A Comunicação Interna vive um momento decisivo em diferentes partes do mundo, especialmente quando o desafio vai além de informar e passa a envolver cultura, liderança e execução da estratégia. Nesta entrevista, Marga Tejedor, consultora de Comunicação Interna em Barcelona, compartilha uma visão profunda e prática sobre o cenário da área na Espanha, abordando temas como coerência cultural, o papel dos líderes, a voz dos profissionais de linha de frente e os aprendizados que podem inspirar organizações em outros contextos, especialmente no Brasil. Um convite à reflexão sobre como a comunicação pode deixar de apenas acompanhar e passar, de fato, a transformar as organizações.
1. Para contextualizar a Espanha
Progic: Como você descreveria o momento atual da Comunicação Interna nas organizações da Espanha?
Marga: Estamos em um momento de transição. Hoje existe uma consciência maior sobre o valor estratégico da Comunicação Interna, mas ainda estamos presos a estruturas e práticas que limitam seu impacto real.
Muitas áreas de CI continuam subordinadas ao Marketing ou aos Recursos Humanos, o que condiciona sua capacidade de influenciar decisões-chave.
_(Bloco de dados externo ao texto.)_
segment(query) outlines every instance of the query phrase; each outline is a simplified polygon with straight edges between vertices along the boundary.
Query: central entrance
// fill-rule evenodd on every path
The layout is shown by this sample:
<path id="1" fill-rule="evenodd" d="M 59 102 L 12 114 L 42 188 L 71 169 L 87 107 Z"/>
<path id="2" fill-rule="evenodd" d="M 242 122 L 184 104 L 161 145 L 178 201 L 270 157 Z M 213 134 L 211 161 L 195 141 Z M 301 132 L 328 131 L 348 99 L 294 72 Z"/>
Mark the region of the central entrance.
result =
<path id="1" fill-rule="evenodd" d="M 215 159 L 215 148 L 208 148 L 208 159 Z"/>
Seguimos investindo mais em canais do que em conversas e carregamos um desafio estrutural importante: em setores-chave como indústria, varejo ou serviços, entre 70% e 80% da força de trabalho é composta por colaboradores deskless (colaboradores sem estação de trabalho permanente ou não trabalham em uma mesa), mas recebem uma parcela muito pequena do investimento em tecnologia e comunicação interna.
O ponto positivo é que cada vez mais organizações entendem que a Comunicação Interna não é um megafone corporativo, mas um elemento-chave para que a estratégia seja compreendida e executada.
2. O olhar cultural da CI
Progic: Na Espanha, como a Comunicação Interna é compreendida hoje: mais como uma função cultural, estratégica ou ainda operacional?
Marga: Depende muito do tipo de organização e de onde a função está posicionada.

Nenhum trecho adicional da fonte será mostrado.